Although all these advantages are significant, for the purpose of this guide, the most important benefit is the last one.

Natural gas grills are safer than propane tanks – because this is where a regulator comes into play. 

Regulators and Natural Gas Grills:

Like we just mentioned, the fact that natural gas is regulated is what makes it safer than propane.

This means that the main gas line in your house will already have a regulator.

Thanks to this regulator, the flow of natural gas is restricted to 110 PSI (Pressure per Square Inch).

This restriction is important; without it, the gas pressure would be extremely unstable and, therefore, dangerous. 

You might still think that this does not answer the, ‘do you need a regulator for a natural gas grill’ question.

Well, the answer, like we mentioned, is ‘yes’.

However, since your main gas line already has a regulator and you do not need to get another one separately, you might feel that, logically, you do not need a regulator. 

Application Regulator:

An application regulator is simply a regulator that you attach to the appliance that will require the natural gas. 

Almost every gas grill will require a regulator, since it regulates the amount of gas flowing towards the grill, and makes the entire process safer. 

A natural gas grill cannot work with unstable or unregulated gas pressure, since the adapters, gas hoses, and valves are not tailored to function with high gas pressures. 

So, if you do not install a regulator with your natural gas grill, the prolonged elevated gas pressures might end up damaging your grill components.

This, in turn, could lead to high flames and even gas leaks. 

So, to sum this section up, the main natural gas line installed in your house is regulated and, therefore, perfectly said.

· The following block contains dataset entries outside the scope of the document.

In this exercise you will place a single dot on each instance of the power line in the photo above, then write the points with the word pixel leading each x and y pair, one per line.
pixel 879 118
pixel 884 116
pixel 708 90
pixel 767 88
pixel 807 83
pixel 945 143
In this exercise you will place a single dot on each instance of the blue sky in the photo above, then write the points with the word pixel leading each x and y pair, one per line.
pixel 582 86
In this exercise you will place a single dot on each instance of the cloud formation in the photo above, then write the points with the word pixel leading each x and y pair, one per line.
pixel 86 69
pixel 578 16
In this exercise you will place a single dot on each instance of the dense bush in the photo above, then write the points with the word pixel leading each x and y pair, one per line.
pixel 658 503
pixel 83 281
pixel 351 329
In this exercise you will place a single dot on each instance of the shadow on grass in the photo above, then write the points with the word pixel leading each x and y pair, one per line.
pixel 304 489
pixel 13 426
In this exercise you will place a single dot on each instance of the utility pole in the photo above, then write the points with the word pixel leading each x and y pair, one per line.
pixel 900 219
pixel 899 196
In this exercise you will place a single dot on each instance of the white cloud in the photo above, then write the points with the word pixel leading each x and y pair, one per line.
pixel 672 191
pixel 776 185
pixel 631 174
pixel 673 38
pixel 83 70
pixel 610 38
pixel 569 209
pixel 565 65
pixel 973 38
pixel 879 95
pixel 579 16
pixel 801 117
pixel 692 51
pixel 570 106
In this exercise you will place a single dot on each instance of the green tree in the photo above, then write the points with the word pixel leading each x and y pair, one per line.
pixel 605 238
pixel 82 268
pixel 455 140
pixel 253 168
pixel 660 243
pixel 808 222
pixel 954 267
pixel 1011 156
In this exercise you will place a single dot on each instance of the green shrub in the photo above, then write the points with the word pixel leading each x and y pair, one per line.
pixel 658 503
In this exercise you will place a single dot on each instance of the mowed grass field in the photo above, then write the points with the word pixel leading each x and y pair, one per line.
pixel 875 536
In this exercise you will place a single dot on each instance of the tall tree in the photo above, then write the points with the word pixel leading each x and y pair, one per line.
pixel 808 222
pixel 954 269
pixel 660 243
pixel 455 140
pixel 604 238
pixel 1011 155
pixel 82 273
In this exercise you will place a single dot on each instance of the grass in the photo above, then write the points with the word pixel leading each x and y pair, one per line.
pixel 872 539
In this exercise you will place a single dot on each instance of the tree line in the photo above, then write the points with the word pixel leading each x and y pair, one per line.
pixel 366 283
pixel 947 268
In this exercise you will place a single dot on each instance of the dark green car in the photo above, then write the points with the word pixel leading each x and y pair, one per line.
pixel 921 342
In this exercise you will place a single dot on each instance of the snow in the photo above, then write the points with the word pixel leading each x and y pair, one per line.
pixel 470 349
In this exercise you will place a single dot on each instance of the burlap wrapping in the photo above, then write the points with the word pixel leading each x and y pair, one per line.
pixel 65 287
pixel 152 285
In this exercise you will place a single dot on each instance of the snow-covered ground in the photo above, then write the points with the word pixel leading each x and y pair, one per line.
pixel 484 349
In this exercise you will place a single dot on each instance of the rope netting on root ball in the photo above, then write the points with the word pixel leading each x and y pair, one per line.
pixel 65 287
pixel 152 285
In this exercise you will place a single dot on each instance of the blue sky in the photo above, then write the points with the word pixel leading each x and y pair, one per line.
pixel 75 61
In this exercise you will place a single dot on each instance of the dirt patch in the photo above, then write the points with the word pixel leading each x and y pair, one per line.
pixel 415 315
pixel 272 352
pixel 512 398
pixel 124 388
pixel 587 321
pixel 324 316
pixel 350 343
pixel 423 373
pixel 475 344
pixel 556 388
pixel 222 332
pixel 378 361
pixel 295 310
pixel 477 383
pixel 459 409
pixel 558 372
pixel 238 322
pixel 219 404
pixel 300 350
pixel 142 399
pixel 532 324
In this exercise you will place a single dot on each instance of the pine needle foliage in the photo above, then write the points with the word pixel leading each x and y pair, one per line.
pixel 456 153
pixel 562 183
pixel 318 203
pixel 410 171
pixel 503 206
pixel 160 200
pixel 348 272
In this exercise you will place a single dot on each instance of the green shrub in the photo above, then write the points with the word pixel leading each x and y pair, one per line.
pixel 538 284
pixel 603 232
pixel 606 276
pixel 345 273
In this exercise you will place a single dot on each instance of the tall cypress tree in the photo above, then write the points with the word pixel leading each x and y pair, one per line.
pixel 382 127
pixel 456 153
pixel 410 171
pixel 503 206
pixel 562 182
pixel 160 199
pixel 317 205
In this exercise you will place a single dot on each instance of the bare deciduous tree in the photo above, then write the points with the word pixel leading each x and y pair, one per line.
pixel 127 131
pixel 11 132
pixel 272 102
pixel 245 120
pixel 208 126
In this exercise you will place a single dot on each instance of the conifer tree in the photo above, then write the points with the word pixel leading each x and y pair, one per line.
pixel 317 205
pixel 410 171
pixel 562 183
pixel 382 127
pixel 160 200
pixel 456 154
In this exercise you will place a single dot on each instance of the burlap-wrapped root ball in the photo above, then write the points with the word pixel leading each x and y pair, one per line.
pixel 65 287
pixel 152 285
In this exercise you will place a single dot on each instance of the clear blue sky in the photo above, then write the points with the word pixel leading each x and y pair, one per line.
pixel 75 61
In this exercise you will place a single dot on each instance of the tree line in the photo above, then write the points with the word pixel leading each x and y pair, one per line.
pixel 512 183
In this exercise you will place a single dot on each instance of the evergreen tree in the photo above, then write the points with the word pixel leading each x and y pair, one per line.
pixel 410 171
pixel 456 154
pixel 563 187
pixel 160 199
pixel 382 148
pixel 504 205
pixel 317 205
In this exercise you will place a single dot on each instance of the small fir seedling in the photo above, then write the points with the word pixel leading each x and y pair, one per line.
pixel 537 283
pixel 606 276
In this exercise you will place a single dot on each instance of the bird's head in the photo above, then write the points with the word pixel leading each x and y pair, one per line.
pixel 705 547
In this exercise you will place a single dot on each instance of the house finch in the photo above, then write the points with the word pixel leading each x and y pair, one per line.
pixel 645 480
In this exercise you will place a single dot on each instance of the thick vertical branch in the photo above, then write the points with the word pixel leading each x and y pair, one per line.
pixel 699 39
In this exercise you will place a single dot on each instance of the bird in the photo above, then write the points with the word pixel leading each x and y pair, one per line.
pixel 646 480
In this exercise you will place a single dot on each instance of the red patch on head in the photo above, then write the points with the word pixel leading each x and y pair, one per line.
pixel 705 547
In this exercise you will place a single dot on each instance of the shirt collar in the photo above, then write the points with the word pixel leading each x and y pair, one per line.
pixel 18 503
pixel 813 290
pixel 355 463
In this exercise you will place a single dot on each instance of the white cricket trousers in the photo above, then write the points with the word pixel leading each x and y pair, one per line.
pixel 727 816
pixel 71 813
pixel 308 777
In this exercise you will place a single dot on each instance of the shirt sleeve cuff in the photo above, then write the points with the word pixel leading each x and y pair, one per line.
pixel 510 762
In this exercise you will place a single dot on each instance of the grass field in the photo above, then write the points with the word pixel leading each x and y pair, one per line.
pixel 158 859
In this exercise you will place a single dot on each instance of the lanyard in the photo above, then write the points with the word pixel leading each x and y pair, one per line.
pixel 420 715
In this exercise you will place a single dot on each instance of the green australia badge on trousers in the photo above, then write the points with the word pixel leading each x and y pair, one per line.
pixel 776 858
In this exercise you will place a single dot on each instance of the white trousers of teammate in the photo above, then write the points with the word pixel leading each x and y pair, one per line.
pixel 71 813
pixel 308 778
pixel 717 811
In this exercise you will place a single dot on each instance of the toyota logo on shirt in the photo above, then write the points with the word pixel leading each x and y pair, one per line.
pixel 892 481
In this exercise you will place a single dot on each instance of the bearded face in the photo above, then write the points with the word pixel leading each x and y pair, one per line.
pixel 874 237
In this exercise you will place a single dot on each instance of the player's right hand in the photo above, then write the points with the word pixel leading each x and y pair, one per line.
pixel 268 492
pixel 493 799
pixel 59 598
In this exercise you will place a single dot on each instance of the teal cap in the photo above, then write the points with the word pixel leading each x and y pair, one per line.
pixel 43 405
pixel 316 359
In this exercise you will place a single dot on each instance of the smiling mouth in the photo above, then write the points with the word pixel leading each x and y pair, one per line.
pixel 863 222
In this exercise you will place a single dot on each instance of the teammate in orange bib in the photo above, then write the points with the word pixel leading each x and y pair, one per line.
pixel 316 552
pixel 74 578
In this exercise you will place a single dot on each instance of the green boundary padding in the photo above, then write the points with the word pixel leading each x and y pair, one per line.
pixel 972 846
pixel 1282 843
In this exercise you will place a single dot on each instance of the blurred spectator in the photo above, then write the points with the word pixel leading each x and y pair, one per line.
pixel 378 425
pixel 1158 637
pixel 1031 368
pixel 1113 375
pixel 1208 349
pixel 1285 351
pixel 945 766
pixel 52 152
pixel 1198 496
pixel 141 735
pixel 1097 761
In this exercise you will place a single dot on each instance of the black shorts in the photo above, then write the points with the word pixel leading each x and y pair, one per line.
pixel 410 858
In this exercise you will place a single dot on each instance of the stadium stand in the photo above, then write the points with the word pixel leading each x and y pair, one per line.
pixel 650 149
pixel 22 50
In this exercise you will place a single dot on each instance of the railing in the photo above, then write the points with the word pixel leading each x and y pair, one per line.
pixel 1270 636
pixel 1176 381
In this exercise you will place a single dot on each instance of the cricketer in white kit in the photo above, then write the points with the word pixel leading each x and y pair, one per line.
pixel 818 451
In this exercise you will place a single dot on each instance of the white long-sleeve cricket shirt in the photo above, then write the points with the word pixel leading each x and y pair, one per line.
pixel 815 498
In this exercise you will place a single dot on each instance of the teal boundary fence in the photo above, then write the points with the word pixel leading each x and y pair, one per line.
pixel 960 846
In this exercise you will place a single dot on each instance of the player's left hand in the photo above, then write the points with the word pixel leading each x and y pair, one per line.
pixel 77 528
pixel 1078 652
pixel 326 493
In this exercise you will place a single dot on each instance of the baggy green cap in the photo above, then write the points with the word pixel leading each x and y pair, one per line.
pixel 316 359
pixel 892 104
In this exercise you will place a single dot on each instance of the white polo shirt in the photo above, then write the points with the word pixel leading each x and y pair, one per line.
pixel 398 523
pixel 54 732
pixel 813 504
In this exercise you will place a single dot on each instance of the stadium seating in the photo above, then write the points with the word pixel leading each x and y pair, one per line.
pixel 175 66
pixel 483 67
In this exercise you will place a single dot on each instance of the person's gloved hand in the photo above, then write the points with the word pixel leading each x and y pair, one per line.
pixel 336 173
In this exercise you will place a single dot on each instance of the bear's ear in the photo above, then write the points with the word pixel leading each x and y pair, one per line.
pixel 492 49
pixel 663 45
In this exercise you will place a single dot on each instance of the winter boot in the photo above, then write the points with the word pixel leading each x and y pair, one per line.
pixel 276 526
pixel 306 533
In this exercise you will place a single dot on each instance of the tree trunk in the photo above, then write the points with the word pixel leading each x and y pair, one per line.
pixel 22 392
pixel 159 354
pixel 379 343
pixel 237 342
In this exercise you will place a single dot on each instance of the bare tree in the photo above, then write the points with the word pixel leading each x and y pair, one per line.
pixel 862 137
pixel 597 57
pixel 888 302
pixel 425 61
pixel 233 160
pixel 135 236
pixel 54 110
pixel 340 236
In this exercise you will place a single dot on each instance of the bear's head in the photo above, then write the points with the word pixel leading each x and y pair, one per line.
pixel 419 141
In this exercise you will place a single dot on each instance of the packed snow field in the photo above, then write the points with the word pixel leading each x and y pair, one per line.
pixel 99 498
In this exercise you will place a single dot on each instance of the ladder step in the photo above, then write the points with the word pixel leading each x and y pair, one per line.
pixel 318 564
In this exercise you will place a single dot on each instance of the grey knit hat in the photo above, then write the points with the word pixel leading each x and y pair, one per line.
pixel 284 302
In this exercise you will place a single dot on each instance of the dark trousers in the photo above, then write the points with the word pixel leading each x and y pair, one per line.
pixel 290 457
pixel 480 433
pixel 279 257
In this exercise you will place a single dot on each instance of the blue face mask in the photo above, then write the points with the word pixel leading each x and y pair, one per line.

Having said that, an appliance regulator or application regulator will still be required to make sure that your gas grill is safe to work with and does not present a high risk. 

 How Does a Natural Gas Grill Regulator Work?

It is important to learn about the types of gas grill regulators and how they work. 

The most common type of natural gas grill regulator is the ‘diaphragm regulator’. 

This regulator contains two essential components: 

  1. The valve body – this is attached to the gas grill.
  2. The valve head – this is attached to one end of the valve body. The hose for the natural gas, in turn, is attached to the valve head. 

When you turn the natural gas on, it will enter the valve body and head. 

A needle, spring-loaded valve regulates this entire process. This valve is present inside the valve body, and allows the gas to safely travel towards the valve head. 

So, why is it called a ‘diaphragm’ regulator?

The reason for that is a kind of diaphragm that is present inside the head, and forms a kind of seal as soon as the gas makes its way inside the head.

Thanks to this seal, the natural gas is prohibited from leaking back into the main gas line. 

This whole process limits the amount of gas that your grill can burn at any given time.

This, in turn, keeps the flames under control which, in turn, makes the natural gas grill safe to operate. 

Wrapping Up:

An appliance regulator is an essential addition to any natural gas grill, minimizing the chances of gas leaks, high flames, or even explosions.

Once again, let us iterate that the natural gas that comes into your house is already regulated.

But you will need an application/appliance regulator for your natural gas grill.